Episcopal News Service
Monday, February 27, 2006
Altar used by Absalom Jones rededicated for worship
By Jerry Hames ENS 022706-1
[Episcopal News Service] Black History Month held special meaning for parishioners at the African Episcopal Church of St. Thomas in Philadelphia when the altar used by Absalom Jones, the first black Episcopal priest in the United States, became the center for their worship.
"Until recently, it has simply sat in a corner of the church and was mainly as a table," said the Rev. Martini Shaw, rector of St. Thomas, who rededicated the altar, then celebrated the Eucharist from it. He said the altar, renovated by parishioner Clarice Evans in memory of her husband, would be moved to the Parish House with other historical records, documents and artifacts once the $1.2 million restoration to that building is complete.
Absalom Jones was born into slavery in Delaware in 1746 and brought to Pennsylvania in 1762. After first saving enough money to buy his wife's freedom, he gained his own in 1785 and became a leader of Philadelphia's black community.

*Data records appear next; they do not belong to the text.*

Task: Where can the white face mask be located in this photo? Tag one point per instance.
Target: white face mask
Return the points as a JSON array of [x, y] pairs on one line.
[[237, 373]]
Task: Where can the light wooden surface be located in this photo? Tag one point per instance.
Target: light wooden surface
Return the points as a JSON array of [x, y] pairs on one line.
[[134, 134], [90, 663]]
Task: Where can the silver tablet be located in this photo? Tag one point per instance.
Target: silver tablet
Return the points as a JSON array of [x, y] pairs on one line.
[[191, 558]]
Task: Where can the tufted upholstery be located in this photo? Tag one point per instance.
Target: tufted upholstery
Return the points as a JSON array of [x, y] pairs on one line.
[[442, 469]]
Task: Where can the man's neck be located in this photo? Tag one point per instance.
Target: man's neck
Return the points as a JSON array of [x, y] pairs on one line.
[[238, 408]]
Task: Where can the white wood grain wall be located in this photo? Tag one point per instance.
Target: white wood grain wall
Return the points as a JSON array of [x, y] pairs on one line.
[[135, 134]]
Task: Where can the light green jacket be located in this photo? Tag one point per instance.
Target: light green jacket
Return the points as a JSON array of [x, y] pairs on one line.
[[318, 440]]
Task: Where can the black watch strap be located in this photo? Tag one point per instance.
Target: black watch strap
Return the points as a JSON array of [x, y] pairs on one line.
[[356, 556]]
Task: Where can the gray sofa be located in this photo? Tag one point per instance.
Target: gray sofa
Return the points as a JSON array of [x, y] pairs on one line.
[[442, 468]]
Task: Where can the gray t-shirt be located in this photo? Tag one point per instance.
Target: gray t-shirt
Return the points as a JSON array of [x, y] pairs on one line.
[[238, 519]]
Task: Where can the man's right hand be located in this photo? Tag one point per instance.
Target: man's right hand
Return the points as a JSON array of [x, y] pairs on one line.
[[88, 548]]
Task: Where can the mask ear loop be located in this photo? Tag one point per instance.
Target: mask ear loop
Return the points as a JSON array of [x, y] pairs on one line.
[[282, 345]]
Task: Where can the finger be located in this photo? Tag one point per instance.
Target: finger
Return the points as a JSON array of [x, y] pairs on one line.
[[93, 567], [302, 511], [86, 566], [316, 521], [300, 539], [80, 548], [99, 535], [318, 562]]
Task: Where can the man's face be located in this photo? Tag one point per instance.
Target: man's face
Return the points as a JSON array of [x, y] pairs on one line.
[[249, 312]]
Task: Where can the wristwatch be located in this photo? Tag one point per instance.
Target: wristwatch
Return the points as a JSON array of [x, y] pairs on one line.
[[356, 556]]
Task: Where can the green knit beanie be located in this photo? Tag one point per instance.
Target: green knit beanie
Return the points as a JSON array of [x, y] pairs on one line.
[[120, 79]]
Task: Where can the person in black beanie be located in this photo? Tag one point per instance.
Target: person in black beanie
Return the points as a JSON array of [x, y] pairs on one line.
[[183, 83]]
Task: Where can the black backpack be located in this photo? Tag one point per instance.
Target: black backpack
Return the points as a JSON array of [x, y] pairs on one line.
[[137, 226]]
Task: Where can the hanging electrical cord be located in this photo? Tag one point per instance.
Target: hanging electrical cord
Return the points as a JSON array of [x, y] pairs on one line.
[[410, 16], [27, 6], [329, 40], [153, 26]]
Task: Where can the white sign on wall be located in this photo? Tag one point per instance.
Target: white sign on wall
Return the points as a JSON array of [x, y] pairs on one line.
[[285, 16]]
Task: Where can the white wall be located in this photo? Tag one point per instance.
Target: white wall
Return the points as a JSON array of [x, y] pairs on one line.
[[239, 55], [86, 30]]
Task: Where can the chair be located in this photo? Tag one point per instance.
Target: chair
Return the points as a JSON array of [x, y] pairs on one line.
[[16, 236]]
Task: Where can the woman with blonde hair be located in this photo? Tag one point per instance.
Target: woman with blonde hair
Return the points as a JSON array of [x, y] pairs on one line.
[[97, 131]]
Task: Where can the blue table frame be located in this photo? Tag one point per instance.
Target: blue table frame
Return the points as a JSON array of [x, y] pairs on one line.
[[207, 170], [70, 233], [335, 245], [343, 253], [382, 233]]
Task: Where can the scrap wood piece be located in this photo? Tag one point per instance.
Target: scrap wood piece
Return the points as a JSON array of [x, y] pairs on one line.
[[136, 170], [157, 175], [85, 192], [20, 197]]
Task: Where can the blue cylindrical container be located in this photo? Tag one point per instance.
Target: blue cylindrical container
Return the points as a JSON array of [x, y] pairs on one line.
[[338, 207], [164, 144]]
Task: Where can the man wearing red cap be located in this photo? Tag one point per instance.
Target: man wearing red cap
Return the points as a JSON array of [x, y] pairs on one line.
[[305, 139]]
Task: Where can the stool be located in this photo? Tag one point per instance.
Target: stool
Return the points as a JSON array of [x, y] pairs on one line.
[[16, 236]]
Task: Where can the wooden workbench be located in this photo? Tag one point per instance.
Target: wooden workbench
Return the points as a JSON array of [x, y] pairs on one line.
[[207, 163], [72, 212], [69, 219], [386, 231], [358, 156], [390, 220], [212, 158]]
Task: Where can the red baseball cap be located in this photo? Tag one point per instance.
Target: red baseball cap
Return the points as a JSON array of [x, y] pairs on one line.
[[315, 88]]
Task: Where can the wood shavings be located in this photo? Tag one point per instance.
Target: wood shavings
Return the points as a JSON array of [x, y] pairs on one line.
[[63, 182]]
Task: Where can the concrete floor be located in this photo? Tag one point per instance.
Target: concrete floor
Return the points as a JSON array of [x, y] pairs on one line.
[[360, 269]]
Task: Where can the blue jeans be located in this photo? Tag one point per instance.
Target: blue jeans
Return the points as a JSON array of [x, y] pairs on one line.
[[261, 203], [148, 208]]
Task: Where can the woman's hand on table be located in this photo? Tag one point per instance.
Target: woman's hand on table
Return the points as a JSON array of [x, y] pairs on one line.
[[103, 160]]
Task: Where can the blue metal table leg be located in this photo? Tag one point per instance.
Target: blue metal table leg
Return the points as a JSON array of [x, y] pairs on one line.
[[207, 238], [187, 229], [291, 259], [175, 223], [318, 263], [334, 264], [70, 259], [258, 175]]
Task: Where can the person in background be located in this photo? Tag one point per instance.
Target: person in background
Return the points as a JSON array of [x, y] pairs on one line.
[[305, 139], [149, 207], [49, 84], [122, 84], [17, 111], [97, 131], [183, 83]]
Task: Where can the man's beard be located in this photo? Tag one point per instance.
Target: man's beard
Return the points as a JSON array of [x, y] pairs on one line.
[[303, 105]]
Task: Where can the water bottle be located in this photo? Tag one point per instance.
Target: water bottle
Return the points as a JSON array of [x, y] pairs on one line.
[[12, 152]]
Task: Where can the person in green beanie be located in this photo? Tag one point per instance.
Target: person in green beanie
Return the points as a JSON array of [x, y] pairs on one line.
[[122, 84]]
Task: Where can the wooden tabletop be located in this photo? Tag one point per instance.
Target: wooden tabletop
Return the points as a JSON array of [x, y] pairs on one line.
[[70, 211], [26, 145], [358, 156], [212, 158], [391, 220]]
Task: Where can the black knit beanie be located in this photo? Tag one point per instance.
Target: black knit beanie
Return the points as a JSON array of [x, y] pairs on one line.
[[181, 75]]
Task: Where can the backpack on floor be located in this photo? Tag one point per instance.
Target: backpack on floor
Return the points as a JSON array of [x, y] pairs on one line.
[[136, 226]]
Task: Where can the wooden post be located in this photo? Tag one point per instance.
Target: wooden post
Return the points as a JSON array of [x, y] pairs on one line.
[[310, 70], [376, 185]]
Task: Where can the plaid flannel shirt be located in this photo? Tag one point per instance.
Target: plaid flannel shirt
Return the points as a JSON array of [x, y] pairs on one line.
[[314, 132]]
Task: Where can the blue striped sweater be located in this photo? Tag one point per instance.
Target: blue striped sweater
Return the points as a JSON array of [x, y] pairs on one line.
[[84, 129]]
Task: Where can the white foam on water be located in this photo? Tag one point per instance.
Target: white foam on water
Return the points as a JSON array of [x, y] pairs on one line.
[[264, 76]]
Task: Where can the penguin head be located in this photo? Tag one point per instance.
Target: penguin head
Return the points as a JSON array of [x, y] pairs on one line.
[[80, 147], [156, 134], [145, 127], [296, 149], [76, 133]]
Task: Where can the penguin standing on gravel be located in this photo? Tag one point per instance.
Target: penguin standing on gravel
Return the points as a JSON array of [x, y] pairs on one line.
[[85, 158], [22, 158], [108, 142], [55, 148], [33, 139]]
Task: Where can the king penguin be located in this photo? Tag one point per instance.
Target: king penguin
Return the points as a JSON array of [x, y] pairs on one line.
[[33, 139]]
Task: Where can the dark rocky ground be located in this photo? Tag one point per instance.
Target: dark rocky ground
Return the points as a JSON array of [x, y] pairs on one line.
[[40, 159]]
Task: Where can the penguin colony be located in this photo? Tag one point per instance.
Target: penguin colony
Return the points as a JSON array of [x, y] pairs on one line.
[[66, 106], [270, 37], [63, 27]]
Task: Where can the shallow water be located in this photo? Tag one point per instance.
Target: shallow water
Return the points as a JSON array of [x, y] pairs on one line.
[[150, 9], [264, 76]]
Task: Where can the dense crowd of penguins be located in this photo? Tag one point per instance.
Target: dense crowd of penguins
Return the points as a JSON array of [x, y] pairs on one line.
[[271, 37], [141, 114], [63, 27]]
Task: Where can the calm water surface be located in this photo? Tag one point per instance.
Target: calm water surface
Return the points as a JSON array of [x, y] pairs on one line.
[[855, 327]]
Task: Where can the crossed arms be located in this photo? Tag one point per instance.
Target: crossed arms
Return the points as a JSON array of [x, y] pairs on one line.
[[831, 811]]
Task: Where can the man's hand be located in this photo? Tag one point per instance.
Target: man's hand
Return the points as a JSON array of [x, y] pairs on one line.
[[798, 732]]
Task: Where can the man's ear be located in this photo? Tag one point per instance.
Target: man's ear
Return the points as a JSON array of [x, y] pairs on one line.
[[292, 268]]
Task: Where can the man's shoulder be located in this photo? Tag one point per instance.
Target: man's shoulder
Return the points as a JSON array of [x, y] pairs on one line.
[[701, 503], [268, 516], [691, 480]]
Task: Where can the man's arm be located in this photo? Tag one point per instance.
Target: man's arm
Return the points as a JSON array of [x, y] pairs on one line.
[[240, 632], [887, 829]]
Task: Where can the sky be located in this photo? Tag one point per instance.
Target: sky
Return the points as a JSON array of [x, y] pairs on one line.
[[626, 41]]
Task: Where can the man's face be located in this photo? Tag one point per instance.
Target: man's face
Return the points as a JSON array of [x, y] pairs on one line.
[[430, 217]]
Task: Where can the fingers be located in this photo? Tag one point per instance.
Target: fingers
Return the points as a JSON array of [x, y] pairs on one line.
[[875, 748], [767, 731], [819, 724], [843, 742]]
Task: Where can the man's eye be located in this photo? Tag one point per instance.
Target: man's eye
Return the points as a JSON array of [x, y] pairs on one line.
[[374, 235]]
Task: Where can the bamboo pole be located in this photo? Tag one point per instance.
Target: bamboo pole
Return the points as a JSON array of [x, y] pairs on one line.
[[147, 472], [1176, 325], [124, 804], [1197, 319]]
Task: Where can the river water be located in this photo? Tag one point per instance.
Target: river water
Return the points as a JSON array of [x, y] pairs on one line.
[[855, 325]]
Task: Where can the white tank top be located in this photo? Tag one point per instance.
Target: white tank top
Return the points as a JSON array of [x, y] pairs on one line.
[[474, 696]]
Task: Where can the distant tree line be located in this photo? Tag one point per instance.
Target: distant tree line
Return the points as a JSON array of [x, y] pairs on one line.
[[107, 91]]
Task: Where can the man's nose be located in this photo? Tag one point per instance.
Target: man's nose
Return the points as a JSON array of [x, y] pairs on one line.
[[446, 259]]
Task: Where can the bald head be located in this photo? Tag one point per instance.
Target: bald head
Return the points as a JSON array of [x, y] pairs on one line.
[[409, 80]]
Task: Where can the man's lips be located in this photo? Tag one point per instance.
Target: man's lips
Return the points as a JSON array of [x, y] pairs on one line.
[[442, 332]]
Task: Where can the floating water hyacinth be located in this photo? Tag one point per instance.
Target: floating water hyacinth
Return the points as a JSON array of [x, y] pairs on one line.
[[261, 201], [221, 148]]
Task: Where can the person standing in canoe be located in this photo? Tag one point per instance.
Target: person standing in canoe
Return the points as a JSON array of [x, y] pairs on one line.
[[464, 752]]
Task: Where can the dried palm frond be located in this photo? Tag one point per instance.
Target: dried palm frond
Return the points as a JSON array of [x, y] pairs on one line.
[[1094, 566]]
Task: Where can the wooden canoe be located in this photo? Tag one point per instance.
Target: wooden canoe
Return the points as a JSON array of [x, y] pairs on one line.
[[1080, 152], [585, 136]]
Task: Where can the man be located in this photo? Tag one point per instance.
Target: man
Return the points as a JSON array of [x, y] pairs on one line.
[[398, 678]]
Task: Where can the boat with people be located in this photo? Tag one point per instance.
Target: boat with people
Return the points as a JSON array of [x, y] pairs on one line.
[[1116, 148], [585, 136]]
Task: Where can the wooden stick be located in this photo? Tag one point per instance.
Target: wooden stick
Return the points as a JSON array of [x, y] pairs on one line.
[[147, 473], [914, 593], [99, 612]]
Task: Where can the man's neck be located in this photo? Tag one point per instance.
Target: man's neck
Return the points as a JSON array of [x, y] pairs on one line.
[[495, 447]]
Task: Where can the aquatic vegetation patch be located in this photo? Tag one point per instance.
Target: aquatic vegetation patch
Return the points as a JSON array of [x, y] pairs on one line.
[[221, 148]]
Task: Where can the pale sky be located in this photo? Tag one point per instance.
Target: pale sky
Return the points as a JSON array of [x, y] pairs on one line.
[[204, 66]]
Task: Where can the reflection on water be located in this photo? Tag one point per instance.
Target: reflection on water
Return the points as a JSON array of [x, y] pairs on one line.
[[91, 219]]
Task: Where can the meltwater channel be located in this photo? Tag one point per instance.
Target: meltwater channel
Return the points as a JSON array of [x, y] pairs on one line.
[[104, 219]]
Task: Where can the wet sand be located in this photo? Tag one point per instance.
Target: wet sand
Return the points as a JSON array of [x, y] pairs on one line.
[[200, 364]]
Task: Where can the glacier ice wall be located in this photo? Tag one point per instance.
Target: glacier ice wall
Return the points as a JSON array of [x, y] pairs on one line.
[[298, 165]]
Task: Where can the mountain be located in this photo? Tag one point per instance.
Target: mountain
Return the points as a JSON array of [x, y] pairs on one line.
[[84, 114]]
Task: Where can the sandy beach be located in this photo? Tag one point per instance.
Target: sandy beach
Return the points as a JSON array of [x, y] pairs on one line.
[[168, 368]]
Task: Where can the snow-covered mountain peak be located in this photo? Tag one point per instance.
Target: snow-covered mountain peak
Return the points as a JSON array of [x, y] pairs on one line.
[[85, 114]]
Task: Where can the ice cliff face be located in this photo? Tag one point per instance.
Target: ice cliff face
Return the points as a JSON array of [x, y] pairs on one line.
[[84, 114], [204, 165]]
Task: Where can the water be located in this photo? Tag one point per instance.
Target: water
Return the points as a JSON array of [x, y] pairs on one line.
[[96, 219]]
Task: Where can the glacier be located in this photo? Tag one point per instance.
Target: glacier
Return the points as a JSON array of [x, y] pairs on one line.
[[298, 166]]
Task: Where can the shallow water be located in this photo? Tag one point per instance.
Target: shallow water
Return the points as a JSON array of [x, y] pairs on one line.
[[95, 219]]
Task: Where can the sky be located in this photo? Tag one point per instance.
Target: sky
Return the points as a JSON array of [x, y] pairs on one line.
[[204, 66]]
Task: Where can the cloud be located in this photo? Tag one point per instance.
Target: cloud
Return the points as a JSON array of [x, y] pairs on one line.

In 1972, under his leadership, the African Church was organized as an outgrowth of the Free African Society, the center of black religious life in Philadelphia.
Eventually the church became St. Thomas' African Episcopal Church, the first black Episcopal Church in the United States, with Jones, a deacon, as its leader. When Presiding Bishop William White ordained Jones in 1802, he became the first rector of St. Thomas.
Earlier in February, at a diocesan-wide service in Philadelphia Cathedral to celebrate Absalom Jones Day, the Rev. Michael Battle, vice president and associate professor of theology at Virginia Theological Seminary, preached about the need for integrity as Episcopalians live out their faith.
"Absalom Jones was filled with integrity; he is someone we deeply need to remember in our current cultural wars," Battle said. "He was a black man who stayed an Episcopalian.
"Why in the world would a black man want to be an Episcopalian? The answer is that our primary identity is in Christ, Battle said. "Our primary identity is not being a black man, a white woman man, gay or lesbian, or an American," he said. "Our primary identity is shaped in Christ."
"How we practice this primary identity is by being the church, the theologian said. "The only unforgivable sin is when we are not the church. When the church is taken over by culture wars, egos and personalities, we blaspheme the Holy Spirit.
"To gain integrity, we need to be the church and we need to be Christ's disciple. Jesus had the integrity of 'being for the other.' We need to be 'for the other' too," Battle said.
"This smacks against our Western individualism; we want only a personal relationship with Jesus. But this is not the way it works. We need to be for the other."
Earlier in February, St. Thomas' parishioners began Black History Month with a guest preacher, the Rev. Angela Ifill, missioner for Black Ministries at the Episcopal Church Center.
Then, to conclude Black History Month, parishioners at St. Thomas, in conjunction with the city's Civil War and Underground Railroad Museum, presented a program honoring the spirit and dedication of Absalom Jones with a reenactment of his famous 1808 speech to mark the outlawing of the international slave trade that year.
That reenactment, by actor Jonnie Hobbs Jr., was the first program in a "Faith and Freedom" series sponsored by the museum and several historic African-American churches in the Philadelphia area. The series continues until June "These churches were integral to the growth of African-Americans in Philadelphia, up through abolition, Reconstruction and into today," said Millicent Sparks, the museum's education and community outreach coordinator. "Each church has 'African' in its name because that's who they supported, because no one else would."
-- Jerry Hames is editor of Episcopal Life.